Com o desenvolvimento da tecnologia, a “mágica” de apertar botões tomou o lugar dos demorados processos de execução das tarefas. Em que isso implica? Viver um processo supõe planejamento, fazimento, objetivos; implica em participação, confecção; exige envolvimento, construção. Esses procedimentos desembocam no comprometimento. Descompromissadas dessas tarefas, as crianças têm mais tempo para o lazer – o que fazem, então? Ligam a televisão, que assumiu o papel de contadora de histórias, diante da qual se rendem, numa postura estática. Fazer uma casa moderna funcionar pode ser uma atividade absolutamente solitária – das tarefas ao lazer, tudo é realizado individualmente, passando pela hora de comer, onde cada membro da família faz sua refeição num horário diferente. A capacidade ociosa das crianças e jovens aumentou, o sentido de fazer parte de uma comunidade diminuiu, à medida que rarearam as tarefas compartilhadas. O conceito de construir as condições necessárias para um lar subsistir foi substituído pelo consumir os benefícios oferecidos pela modernidade. Antigamente, a maioria dos apelos do núcleo familiar privilegiava o interior das moradias: hoje, todo o apelo vem de fora. Parece-me que a reflexão tinha espaço mais assegurado em tempos passados…

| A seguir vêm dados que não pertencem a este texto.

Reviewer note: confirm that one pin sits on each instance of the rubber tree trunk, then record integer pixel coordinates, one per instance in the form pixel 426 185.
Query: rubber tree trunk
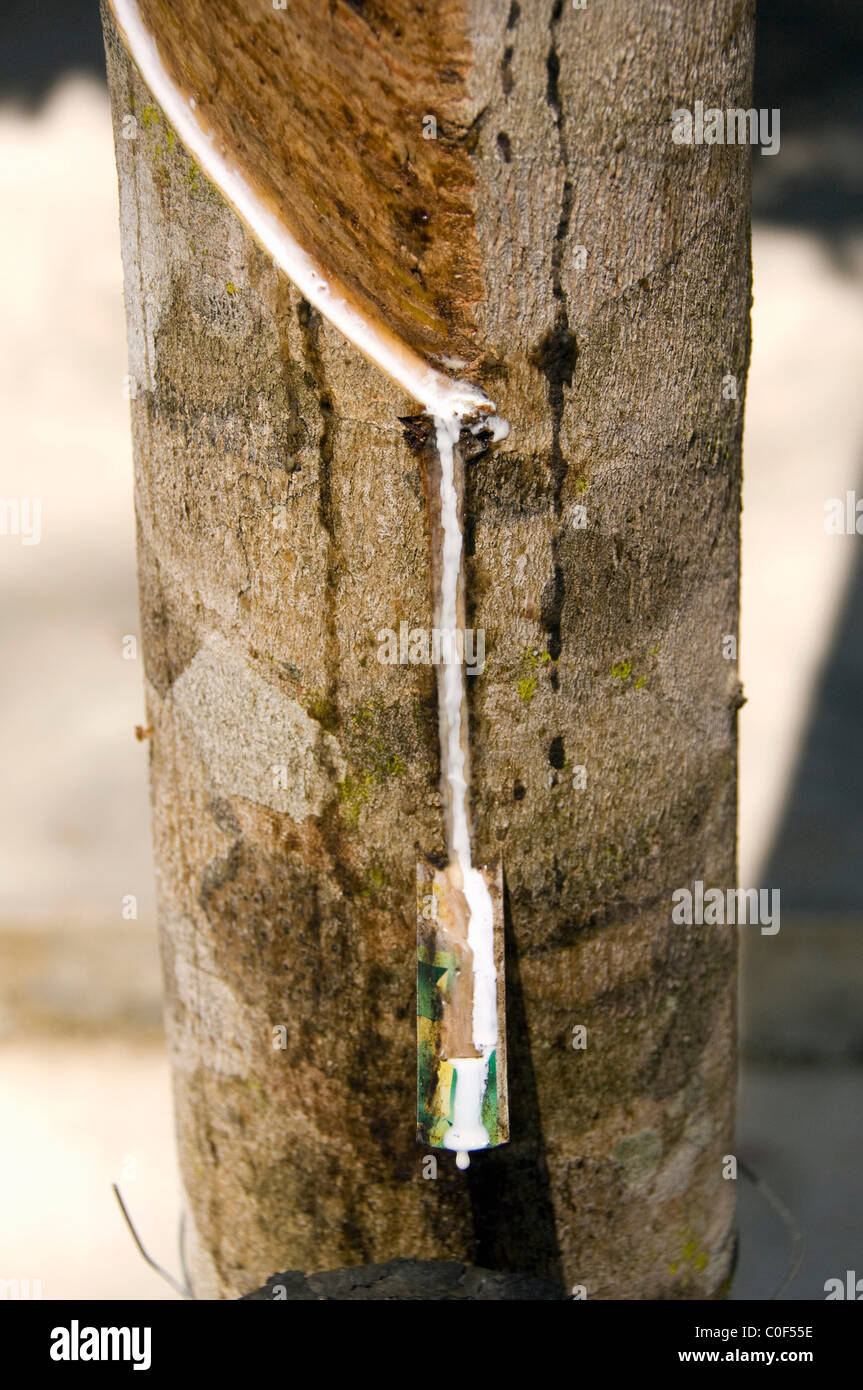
pixel 282 524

Libertados das tarefas comuns da casa, as crianças e jovens afastam-se do valor da cooperação, sentem-se menos parte de uma comunidade, desenvolvem mais o individualismo.

Outra situação que nos impele a sentirmo-nos identificados com nossa tribo é a função social que exercemos através da nossa atividade profissional – realizar um trabalho que favorecerá pessoas nos dá uma dimensão maior como seres humanos. Quantos adultos nos nossos dias realmente conseguem cumprir esse papel através de sua profissão? Quais são os valores almejados por nós? Éticos, humanistas? Ou econômicos, materiais? São poucas as pessoas que ainda mantêm viva a vontade de interferir, de transformar a sociedade no rumo do crescimento do ser humano. Nossos jovens assistem a esse estado de coisas, com uma agravante: eles ainda estão sendo preparados para assumir esse papel, ainda não concretizam, diretamente, ações transformadoras no seu grupo social. A escola, então, assume uma função da maior importância nesse aspecto: ensinar à criança e ao adolescente valores como cooperação, aceitação do outro, respeito às diferenças, busca de uma conduta ética, são imprescindíveis. Porém, nosso sistema escolar, com exceções, é evidente, confirma o individualismo exacerbado que se vive nas residências: grandes estruturas onde não há possibilidade dos alunos serem conhecidos como pessoas; classes com muitos alunos, onde quem fala é o professor, e os alunos são meros ouvintes; dinâmicas, encaminhamentos e avaliações que privilegiam a atuação do indivíduo; pouquíssimo tempo para convivência extra-classe (como se aprende a conviver?!); priorização exacerbada do papel informativo da escola sobre o formativo. A ascensão do individualismo, que já se forjava na estrutura familiar, fica confirmada pela instituição escolar. Na base desse individualismo, aparecem a permissividade e a indulgência, respaldadas por conceitos errôneos sobre a natureza desses seres em formação.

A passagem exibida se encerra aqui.